I have heard of the benefits of raw and if adding some more raw veggies into my diet of cooked meat is beneficial, then why not? I was going to start with smoothies, going on a blender bender. Unfortunately, almost all the recipes I found call for fruit (natural sweetener, flavor, and fiber) which  I can't have on this diet, say nothing of the dates I have been slowly eating for the past few weeks. I know, I know, but I don't have the heart to throw that money away. Of the ones that I found which did not include fruit, they had some weird ingredients. Weird, as in I had never heard of them and had to think of where specialty or Asian food markets might be. This was a big deterrent, I won't lie. If I am going to drop some serious moola on 10 ingredients that I only use 1 teaspoon a pop on, I need to be able to use it for something else. That proved slightly more difficult. Especially trying to convince myself that I could eat just this one type of smoothie until the items are gone. Eh, I still haven't tried it. But I am keeping the option open and in the back of my mind. Anyone have a favorite raw smoothie recipe or site they want to share?
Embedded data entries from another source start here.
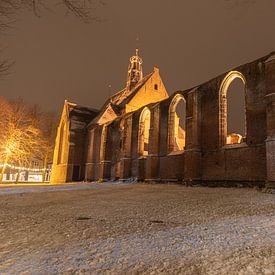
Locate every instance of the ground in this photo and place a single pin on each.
(136, 228)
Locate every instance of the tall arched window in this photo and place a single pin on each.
(144, 132)
(177, 124)
(232, 115)
(61, 144)
(103, 143)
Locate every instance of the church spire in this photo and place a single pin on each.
(134, 71)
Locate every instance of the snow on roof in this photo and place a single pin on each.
(80, 116)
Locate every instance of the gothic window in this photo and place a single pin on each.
(144, 132)
(61, 144)
(103, 142)
(177, 124)
(232, 115)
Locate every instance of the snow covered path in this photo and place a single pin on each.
(40, 188)
(138, 228)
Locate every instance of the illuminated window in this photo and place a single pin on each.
(177, 124)
(144, 132)
(232, 109)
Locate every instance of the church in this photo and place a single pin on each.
(141, 134)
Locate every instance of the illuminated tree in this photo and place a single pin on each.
(21, 138)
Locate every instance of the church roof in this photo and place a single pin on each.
(114, 105)
(80, 117)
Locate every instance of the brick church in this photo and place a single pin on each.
(140, 133)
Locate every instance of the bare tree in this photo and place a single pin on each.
(22, 139)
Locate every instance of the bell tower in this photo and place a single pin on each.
(134, 71)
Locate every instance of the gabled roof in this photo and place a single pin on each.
(80, 116)
(117, 102)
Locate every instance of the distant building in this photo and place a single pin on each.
(138, 133)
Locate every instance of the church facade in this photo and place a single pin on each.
(139, 132)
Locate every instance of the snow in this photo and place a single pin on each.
(122, 228)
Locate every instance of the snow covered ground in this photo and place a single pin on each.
(137, 228)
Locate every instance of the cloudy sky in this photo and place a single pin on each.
(59, 57)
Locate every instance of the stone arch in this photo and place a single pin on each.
(144, 132)
(223, 109)
(103, 139)
(176, 133)
(60, 155)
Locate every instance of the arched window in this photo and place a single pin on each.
(144, 132)
(103, 143)
(177, 124)
(232, 116)
(61, 144)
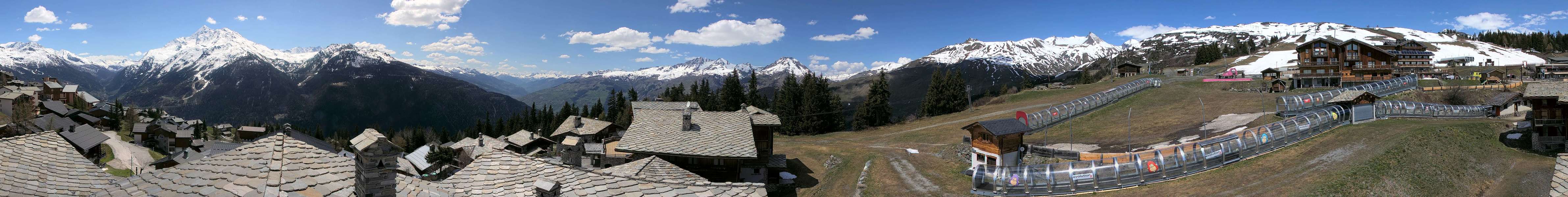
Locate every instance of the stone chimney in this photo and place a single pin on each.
(686, 118)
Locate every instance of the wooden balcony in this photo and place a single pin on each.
(1373, 68)
(1316, 76)
(1547, 122)
(1318, 63)
(1365, 79)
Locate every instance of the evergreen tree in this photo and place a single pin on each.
(731, 95)
(876, 110)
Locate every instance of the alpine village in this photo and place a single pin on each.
(1253, 108)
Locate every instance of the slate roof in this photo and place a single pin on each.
(44, 165)
(57, 107)
(513, 174)
(664, 105)
(999, 127)
(589, 126)
(1547, 90)
(89, 98)
(1348, 96)
(418, 157)
(1503, 99)
(716, 135)
(273, 166)
(85, 137)
(653, 168)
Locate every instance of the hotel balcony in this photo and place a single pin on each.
(1373, 68)
(1365, 79)
(1318, 63)
(1316, 76)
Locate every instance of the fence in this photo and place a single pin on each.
(1153, 166)
(1482, 87)
(1043, 120)
(1291, 105)
(1401, 108)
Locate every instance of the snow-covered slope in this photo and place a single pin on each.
(1283, 54)
(1040, 57)
(784, 66)
(697, 66)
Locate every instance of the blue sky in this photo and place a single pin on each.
(545, 36)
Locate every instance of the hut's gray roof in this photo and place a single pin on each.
(512, 174)
(716, 135)
(1003, 126)
(665, 105)
(84, 137)
(589, 126)
(273, 166)
(44, 165)
(653, 168)
(1547, 90)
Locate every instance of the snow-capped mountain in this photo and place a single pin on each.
(1283, 54)
(223, 77)
(34, 62)
(784, 66)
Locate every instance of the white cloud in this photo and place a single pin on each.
(378, 48)
(690, 7)
(614, 41)
(863, 33)
(457, 44)
(901, 62)
(1142, 32)
(424, 13)
(816, 58)
(730, 33)
(41, 16)
(653, 51)
(1482, 21)
(443, 58)
(607, 49)
(838, 68)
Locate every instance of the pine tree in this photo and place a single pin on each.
(876, 110)
(731, 95)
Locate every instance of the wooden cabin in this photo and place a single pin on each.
(996, 141)
(1128, 69)
(1271, 74)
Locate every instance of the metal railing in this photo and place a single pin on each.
(1290, 105)
(1043, 120)
(1153, 166)
(1401, 108)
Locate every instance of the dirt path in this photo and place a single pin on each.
(128, 155)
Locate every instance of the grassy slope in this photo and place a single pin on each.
(937, 138)
(1396, 157)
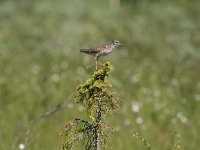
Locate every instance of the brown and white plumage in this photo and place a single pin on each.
(102, 50)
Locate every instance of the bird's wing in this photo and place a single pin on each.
(101, 48)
Despite my enthusiasm last Tuesday, published on Wednesday, my Day 3 should have been on Thursday and wasn't. I had an invite with some friends to go out Wednesday night, and it was a seriously late night, but fun and a bonding experience. I did go to Tai Chi in the morning, managed to miss the warm up because I was so exhausted. Bad form, bad form. During the low crouching move one of my knees started to seriously hurt. I expected the worse. Might have taken a pain reliever, but went on with my day. A friend needed a ride to buy a car and I stayed since I had nothing else to do. My run could happen at night while dinner was cooking-fish, yum! While sitting there, just after it was realized she had no payment from the bank but got it faxed over just before the office closed (don't ask), I felt confident I could leave. Not that I needed to be there, but I just had that feeling..........And then a slight panic set in. I had a social coffee to be at at 6pm. It was 5 then. I had enough time to drive home, beat rush hour traffic, put on decent not work out clothes and head over there to be a bit late. By the time I got home I was exhausted from the last 24 hours, having eating almost nothing-yeah, I was out of the house almost the whole day so no water either-and was hungry.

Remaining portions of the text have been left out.